Because what’s the point in having children if you’re potentially going to have to fight for them later?
It’d be better to just not bother having them at all, wouldn’t it?
I’m not blind to the statistics. Half of marriages end in divorce. I know that as well as anything. It’s happened to a number of my friends.
And I’m not smug enough to claim that our marriage is perfect, or that my wife and I have something that our divorced friends somehow lack.
But I didn’t walk into my marriage assuming that I’d be one of the lucky 50%.
I walked into it deciding that I was going to stay in that 50% by working at it. So did my wife.
Generation X author Douglas Coupland defines Divorce Assumption as ‘the belief that if a marriage doesn’t work out, then there is no problem because partners can simply seek a divorce’.
That seems to be the prevailing mindset among my generation – you’ll marry the person you love until it stops working.
It’s like buying a car. When the radiator blows, you simply trade it in for a shinier model.
Head from the garage to the kitchen and it’s the same story. Time was a washing machine would last you a good couple of decades before packing up.
These days it’s half as long – if that. You can’t get the parts. Mobile phones are out of date in a month.
We live in a disposable culture – and marriage, it seems, has gone the same way.
The phrase ‘make do and mend’ may seem archaic to a generation who can pick up a new shirt from the hypermarket while they’re out buying milk, but it was the way our parents lived – and it applies as much to the maintenance of matrimonial bliss as it does to patching up clothes.
It’s not always that simple, of course. Even if you have things sorted out, circumstances evolve.
Money – its sudden presence or sudden absence – is often a key factor.
You never know how people will change over years of good and bad fortune. But that’s the sort of thing you need to be aware of going in.
There is a marked difference between planning a wedding and planning a marriage.

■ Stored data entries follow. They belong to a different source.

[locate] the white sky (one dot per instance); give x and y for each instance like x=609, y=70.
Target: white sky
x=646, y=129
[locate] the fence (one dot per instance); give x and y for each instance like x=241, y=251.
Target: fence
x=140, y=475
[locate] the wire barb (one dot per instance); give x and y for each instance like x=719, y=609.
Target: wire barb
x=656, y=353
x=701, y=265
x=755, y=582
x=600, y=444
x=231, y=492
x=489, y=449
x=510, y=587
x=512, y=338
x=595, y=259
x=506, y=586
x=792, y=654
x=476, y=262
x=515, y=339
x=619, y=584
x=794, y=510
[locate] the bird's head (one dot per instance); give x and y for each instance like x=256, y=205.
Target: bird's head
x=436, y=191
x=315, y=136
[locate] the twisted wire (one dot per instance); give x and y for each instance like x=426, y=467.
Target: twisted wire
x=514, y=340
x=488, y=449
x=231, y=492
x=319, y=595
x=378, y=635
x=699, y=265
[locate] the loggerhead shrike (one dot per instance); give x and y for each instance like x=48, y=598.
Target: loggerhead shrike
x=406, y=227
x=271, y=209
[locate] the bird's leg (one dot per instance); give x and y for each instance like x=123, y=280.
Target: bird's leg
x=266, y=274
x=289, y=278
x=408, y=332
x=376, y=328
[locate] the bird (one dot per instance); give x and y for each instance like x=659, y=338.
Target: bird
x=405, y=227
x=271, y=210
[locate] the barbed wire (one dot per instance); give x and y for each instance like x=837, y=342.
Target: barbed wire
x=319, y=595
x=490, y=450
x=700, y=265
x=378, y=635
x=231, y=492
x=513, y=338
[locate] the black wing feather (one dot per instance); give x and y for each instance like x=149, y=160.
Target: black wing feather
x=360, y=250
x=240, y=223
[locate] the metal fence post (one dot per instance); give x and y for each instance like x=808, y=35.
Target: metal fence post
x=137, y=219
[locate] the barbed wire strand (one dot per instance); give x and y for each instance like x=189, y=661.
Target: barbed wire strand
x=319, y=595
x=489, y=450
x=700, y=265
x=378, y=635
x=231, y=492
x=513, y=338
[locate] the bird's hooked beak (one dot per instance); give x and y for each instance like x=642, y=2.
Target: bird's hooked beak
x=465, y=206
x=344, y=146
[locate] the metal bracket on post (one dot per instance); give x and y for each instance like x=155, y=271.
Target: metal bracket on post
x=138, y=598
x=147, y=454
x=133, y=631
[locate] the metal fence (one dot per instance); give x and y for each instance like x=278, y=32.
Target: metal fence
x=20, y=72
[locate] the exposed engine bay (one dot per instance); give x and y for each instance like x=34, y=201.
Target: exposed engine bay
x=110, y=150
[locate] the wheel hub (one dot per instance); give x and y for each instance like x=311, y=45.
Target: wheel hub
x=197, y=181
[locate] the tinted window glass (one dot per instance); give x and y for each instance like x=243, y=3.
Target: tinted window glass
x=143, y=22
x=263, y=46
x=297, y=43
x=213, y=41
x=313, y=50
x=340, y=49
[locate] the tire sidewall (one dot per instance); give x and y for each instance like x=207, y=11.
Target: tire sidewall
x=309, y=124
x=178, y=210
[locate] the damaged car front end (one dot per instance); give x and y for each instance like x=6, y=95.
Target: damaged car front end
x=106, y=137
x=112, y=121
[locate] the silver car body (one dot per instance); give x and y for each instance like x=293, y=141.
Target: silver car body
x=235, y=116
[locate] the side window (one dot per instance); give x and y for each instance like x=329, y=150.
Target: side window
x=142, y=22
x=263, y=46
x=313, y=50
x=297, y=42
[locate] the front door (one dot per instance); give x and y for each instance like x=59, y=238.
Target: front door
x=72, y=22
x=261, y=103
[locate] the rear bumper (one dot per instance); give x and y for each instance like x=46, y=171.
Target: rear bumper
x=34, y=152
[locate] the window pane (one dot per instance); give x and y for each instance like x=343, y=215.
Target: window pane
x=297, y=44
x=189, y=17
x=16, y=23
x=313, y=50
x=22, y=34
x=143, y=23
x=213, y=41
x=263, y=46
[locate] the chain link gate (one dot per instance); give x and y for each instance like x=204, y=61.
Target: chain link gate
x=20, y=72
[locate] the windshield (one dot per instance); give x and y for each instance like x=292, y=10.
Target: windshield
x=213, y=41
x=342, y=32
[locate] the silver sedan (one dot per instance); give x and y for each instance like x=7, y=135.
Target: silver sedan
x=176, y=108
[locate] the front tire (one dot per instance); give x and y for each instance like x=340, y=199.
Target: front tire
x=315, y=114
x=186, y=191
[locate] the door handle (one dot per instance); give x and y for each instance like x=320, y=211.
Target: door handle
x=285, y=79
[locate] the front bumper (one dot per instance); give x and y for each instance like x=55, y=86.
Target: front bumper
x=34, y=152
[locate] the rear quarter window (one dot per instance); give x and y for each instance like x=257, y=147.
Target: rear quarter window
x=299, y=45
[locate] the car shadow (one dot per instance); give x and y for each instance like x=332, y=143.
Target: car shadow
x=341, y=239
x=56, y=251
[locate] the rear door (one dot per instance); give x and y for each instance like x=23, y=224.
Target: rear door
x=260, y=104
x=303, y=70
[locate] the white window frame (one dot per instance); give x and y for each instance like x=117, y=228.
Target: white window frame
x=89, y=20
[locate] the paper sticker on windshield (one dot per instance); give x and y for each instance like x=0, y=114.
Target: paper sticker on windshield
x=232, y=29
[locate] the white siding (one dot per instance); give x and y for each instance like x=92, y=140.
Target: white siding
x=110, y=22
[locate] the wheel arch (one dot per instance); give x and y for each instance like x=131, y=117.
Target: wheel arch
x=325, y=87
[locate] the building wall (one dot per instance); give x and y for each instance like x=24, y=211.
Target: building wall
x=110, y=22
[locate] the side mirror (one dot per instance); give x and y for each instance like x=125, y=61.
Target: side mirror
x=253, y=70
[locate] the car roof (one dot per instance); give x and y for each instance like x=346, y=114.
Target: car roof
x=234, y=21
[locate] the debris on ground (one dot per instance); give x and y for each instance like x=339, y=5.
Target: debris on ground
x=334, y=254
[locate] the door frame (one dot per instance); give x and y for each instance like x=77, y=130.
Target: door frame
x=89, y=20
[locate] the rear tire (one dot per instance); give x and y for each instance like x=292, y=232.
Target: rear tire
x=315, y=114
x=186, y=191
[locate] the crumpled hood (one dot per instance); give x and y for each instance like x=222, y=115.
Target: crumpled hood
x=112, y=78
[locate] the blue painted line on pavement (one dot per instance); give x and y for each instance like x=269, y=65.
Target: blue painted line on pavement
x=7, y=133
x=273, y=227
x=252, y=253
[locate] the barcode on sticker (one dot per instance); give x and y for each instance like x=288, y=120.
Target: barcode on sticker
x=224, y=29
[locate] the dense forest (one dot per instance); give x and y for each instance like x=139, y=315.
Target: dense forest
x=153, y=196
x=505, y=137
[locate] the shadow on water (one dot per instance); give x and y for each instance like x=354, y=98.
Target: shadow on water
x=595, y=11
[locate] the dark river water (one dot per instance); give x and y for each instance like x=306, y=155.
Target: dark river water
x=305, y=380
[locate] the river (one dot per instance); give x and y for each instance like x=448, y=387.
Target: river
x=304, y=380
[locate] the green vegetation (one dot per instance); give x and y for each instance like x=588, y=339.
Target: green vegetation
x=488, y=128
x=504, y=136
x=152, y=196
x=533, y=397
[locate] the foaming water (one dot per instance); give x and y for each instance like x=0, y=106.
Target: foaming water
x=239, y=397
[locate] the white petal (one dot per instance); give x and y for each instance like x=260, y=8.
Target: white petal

Otherwise why are you up there saying those vows and promising to love the other person for better or worse, or for richer for poorer? Oh, hang on – that’s why you wrote your own vows, isn’t it?
We live in a world of shifting opposites.
There was a time, not so long ago, when a great many people were trapped in loveless marriages because of the shame of divorce, which is never a good place to be.
Fast forward a few decades and divorce no longer carries the social stigma it once held.
But we’ve moved to the other extreme, where marriages are treated as a joke by many of the people who choose to enter them – things to be annulled, or abandoned at the first sign of the seven year itch.
And central to this rather nasty state of affairs is the concept of having an exit strategy for when it all goes wrong.
I don’t want to tar all couples with the same brush.
I can understand that there are probably circumstances in which a prenup may be the wisest course of action (although I’m struggling to think of any).
But applied as a general principle? Sorry. It just doesn’t fly. And you can take that to the bank.